The core function of second-generation satellites is D2C (Direct-to-Cell), which is an idea that low-orbit satellites act as base stations in the sky without a separate base station and provide 5G-level speed. SpaceX explains that this is a solution that complements areas that are not reachable by terrestrial networks.
The results are also impressive. The first-generation system, which is currently operating with 650 satellites, has already connected 16 million users and 10 million monthly active users. Major mobile carriers such as T Mobile in the United States, Rogers in Canada, and KDDI in Japan are participating as partners, and the goal is to raise this figure to 25 million by the end of 2026.
The key to the second-generation system is SpaceX's super-large launch vehicle Starship. According to the plan, from mid-2027, Starship will begin launching second-generation satellites. The idea is to launch more than 50 satellites into orbit with a single launch of Starship and complete a constellation of about 1,200 satellites capable of continuous global coverage within six months. In the long term, it plans to expand to 15,000 units.
The performance leap is also noteworthy. Currently, the speed of the first-generation Starlink mobile is about 4 Mbps, and it is possible to use texts, calls, and some apps. However, the second-generation satellite has five times the antenna area per satellite, four times the bandwidth per beam, and the number of beams increases by 16 times compared to the first generation.
The satellite communication trend at MWC 2026 was also read as a competition for 6G supremacy between the United States and Europe.
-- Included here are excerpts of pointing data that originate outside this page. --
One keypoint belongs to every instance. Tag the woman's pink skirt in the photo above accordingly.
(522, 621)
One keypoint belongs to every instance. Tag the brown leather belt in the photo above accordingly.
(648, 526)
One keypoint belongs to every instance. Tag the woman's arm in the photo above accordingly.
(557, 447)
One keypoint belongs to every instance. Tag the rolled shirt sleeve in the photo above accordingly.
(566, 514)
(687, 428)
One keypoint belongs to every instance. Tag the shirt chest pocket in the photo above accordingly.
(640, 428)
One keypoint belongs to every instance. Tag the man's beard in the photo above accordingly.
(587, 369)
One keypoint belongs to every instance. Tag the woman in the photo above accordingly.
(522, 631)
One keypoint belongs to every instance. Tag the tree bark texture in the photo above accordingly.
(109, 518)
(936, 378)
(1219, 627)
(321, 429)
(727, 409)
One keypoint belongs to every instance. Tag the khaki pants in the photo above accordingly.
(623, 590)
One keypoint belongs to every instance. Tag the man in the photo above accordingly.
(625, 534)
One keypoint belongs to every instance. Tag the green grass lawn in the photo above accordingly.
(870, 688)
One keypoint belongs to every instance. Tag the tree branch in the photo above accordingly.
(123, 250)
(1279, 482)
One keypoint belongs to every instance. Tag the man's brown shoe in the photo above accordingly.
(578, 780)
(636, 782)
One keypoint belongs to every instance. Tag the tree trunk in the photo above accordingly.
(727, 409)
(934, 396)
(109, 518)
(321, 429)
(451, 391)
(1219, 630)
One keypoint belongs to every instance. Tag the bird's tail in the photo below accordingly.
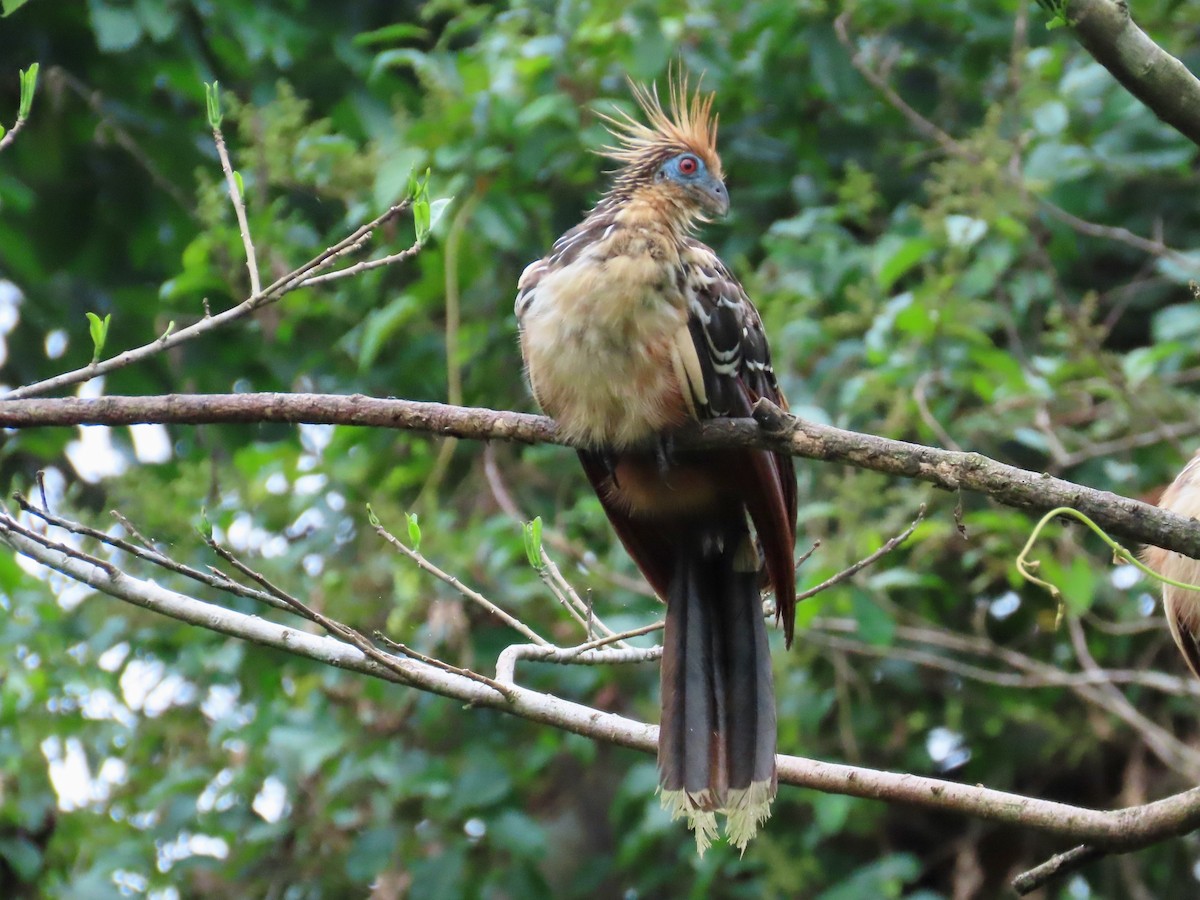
(717, 739)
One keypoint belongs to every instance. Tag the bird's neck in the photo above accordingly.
(652, 209)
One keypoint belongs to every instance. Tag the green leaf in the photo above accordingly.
(28, 87)
(391, 34)
(23, 856)
(895, 257)
(99, 329)
(438, 209)
(421, 219)
(533, 543)
(213, 101)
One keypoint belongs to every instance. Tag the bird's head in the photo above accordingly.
(673, 159)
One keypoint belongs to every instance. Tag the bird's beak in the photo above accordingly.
(714, 197)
The European Union (EU) is promoting its own satellite network project IRIS. The project, which will cost about 10.6 billion euros (about 18 trillion won), is scheduled to partially start government services from 2029. Rafael Jorda, CEO of Open Cosmos, emphasized the importance of "sovereignty," saying, "No country or company wants to rely on a single provider for its core infrastructure."
The Miilk's Advice: Three Strategic Implications from MWC26
The five major trends of MWC 2026 converge into one conclusion. The unit of competition is moving from 'a single device' to 'the entire ecosystem in which the agent operates'.
From agent phones, AI workmates off-screen, and Starlink Mobile, which uses satellites as base stations, all of these trends have one common denominator. In order for an AI agent to function properly, it must first have the hardware, connectivity, and trust infrastructure to support it.
For Korean companies, this change is condensed into three questions.
The first question is , "Are you looking at the AI ecosystem beyond the finished product?".
The outcome of MWC 2026 was not determined by the superiority of a single finished product, but by the ecosystem surrounding it. As agents such as camera cages, gimbals, interchangeable ports, and UWB trackers permeate users' lives, the strategic value of these peripheral components increases.
The second question is, "Are you designing workflows, not specifications?".
The value of an agent does not come from the specification table. It comes from how naturally it works in the user's day. Korean companies need to break away from the obsession with the excellence of the product itself, deeply understand the actual flow of work, creation, transportation, and leisure of users, and develop the ability to design a total package that combines hardware, software, accessories, and subscription services. This is because agents use the entire workflow as a stage, not a single device.
The third question is, "Are you making trust a premium?"
The era of AI agents operating apps, making reservations, and making purchases on behalf of users has begun. The questions consumers ask become simpler. "Will this device keep my data safe, and can I trust it for a long time?"
MWC 2026 did not ask 'what will be the next smartphone'. Instead, he asked more fundamental questions. When an agent starts to stage our entire lives, who is the one who designs that stage?
Whether the answer can be filled with the technology and insights of companies is the real homework left by this MWC.